A 23-year-old man from Utah was sentenced to 27 months in prison for a series of DDoS attacks that knocked down online game providers like Sony's PlayStation Network, Valve's Steam, Microsoft's Xbox, EA, Riot Games, Nintendo, Quake Live, DOTA2 and League of Legends servers along with many others.
Named Austin Thompson, but known online as DerpTrolling, the man is the first hacker to start a trend among other hackers and hacking crews ̵
Hackers DDoS attacks were extremely successful at that time, in 2013, at a time when most companies did not use strong DDoS mitigation services.
At that time, Thompson used the @DerpTrolling Twitter account to announce attacks and request services that users wanted him to take down.
While the hacker had been active since 2011, his most famous activity line was between December 2013 and January 2014, when most of his high-profile DDoS attacks took place before the Account became inactive.
The attacks caused many online gambling services to go offline, and after seeing DerpTrolling success and media coverage got the hacker, many other hacking herds followed in subsequent years.
Hackers like Lizard Squad launched DDoS attacks on Christmas in 2014, a group called Phantom Squad did the same in 2015, RIU Star Patrol in 2016 and more lonely hackers in 2017, but with less success than previous years.
This annual development of DDoS attacks on game services during the Christmas holidays prompted the FBI to act. The Agency, along with law enforcement from the UK and the Netherlands, seized the domains for 15 DDoS-for-hire services last December in an attempt to prevent DDoS attacks – which ultimately proved successful.
Thompson was arrested in 2014 after being outdated.

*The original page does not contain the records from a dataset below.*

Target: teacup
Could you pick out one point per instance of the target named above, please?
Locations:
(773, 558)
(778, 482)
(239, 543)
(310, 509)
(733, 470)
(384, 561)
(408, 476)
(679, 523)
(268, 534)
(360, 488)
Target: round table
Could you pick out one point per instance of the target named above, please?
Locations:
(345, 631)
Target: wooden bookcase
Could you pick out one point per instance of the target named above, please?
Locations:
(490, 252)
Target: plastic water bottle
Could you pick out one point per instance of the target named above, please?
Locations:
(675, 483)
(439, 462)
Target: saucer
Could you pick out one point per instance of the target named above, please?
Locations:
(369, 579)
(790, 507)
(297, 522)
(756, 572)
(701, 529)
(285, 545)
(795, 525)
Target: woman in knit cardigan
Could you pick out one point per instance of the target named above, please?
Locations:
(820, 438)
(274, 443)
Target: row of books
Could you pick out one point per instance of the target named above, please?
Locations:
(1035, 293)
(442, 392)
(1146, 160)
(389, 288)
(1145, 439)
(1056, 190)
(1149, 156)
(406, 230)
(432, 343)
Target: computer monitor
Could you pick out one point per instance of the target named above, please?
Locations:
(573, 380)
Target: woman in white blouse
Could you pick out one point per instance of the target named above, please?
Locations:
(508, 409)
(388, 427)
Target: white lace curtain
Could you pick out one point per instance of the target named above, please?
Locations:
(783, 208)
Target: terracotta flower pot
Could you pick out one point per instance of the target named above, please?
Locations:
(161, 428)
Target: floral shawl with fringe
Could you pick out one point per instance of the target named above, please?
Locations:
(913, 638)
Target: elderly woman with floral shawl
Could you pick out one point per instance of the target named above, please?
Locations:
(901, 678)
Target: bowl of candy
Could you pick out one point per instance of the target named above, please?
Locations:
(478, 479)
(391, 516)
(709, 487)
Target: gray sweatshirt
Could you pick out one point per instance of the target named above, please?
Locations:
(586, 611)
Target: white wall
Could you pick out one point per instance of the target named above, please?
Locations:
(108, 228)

He accused guilty in November 2018.
According to Thompson's judgment document obtained by ZDNet, the hacker must also pay $ 95,000 in repayment to Daybreak Games (formerly Sony Online Entertainment) and must schedule his 27-month prison sentence in August 27.
"Deial-of-Service attacks cost companies and individuals millions of dollars a year," said US lawyer Robert Brewer. "We are committed to prosecuting hackers who deliberately interfere with Internet access."